I know that api keys should be hidden - like by using using serverless lambda functions or .env files, but, I’ve been using mapbox’s api, and instead of an api key, they are giving a JWT access token (I don’t know what that is, I saw it on their docs), and I don’t know how to hide that, or if I should hide that. Any help on this matter would be appreciated
I know that api keys should be hidden …
Yes, unless you want everyone on the internet to use it.
… like by using using serverless lambda functions or .env files
Sure, because it is impossible to hide info on the frontend. If you want it hidden, it has to be on the backend.
…instead of an api key, they are giving a JWT access token…
I don’t understand that. I’m no expert, but to me those are two different things.
I don’t know what that is
Do you know what a cookie is? A JWT is a long, encoded strings. It has 3 sections, each of which is JSON encoded in base64. The first section is the header, next the payload (what we usually care about), and then the signature (which makes it impossible to fake). Usually we care about the payload, which is encoded but not encrypted by default.
A web site can use a JWT like a cookie. I log into the site and it sends back a JWT. I can store that JWT (in my browser for example, or even in a cookie. I think an http only cookie is the best for security. Then when you make future requests to that site, you send back that JWT as a passcode to let you in. You can even set it up so the user doesn’t need to log in again - they just stay logged in on that computer, even after a reboot.

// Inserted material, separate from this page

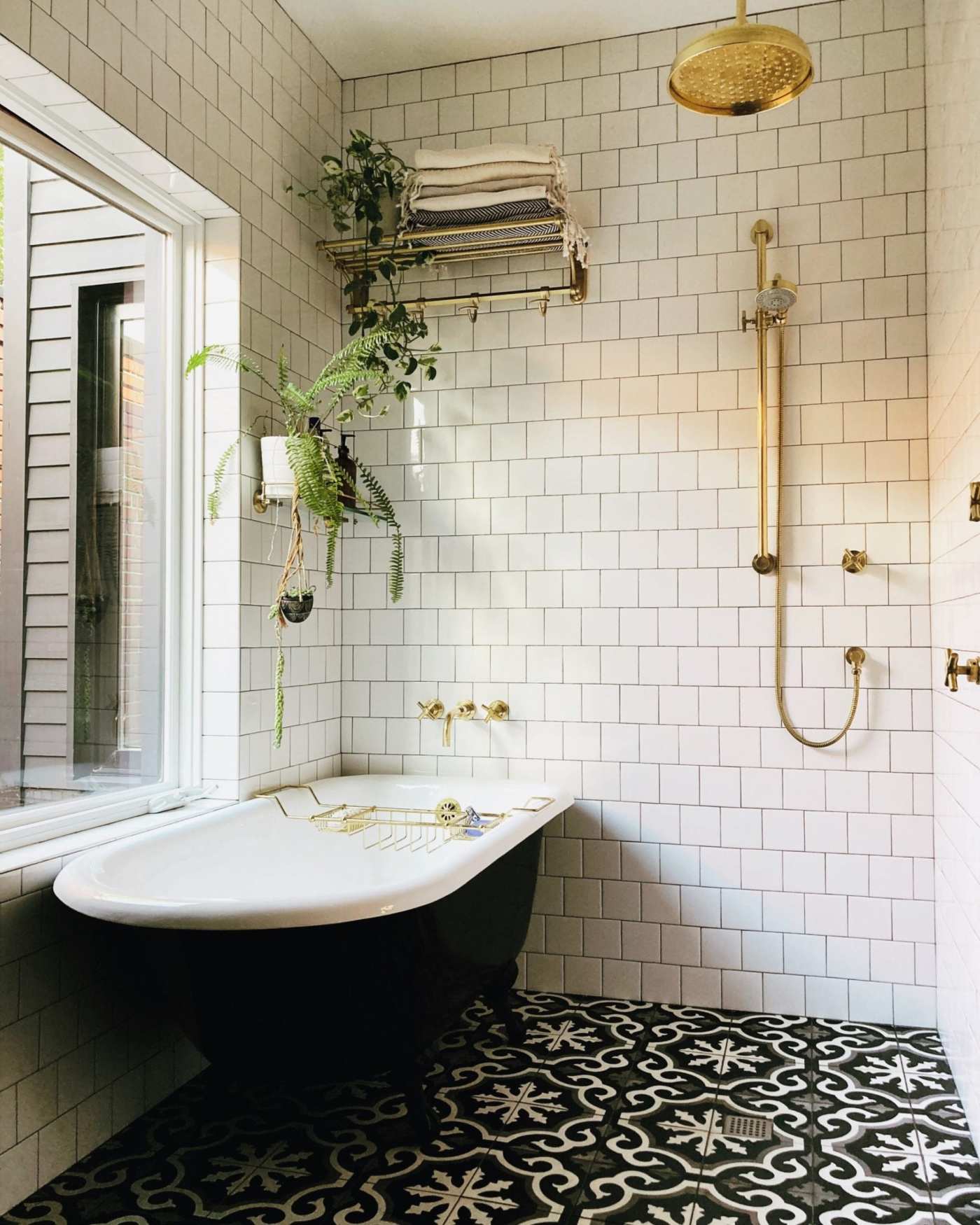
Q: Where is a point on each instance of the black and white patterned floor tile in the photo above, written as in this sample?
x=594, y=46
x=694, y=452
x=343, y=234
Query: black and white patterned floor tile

But what you are describing doesn’t make sense to me, that they use JWT instead of an API key. I mean, yes, you can, but you have to get the JWT somehow first, usually after successfully logging in. If they are just giving you a JWT before hand, then I would expect it to have the same storage issues as a key.
Maybe I am misunderstanding.
I’ve an account for the genius.com API, and they gave me a Client ID and Client Secret, but also let me generate a JWT, which my backend now sends as Bearer token for requests.
I’m not using the full powers of the API, I only want to have access to their music data, but I think theoretically I could have a website where users can login with their genius accounts, my backend would use the Client ID and Client Secret to generate a JWT for the user, which would authorise them to make POST and PUT requests to the API via my webpage.
I haven’t really thought about this, might be totally wrong. But yeah @farisp you definitely want to hide that token just as you’d hide an API key.
As far as I can tell, you use the access token like an API key.
You can do more with it and they have a Tokens API. But you hide and use it the same way as an API key.
Just to be clear, you can not hide an API key in frontend code by just adding it to a .env file. If you bring in the value and then access it in your frontend code it is leaking the value. You have to have a backend that does all the work and the client just talks to the backend.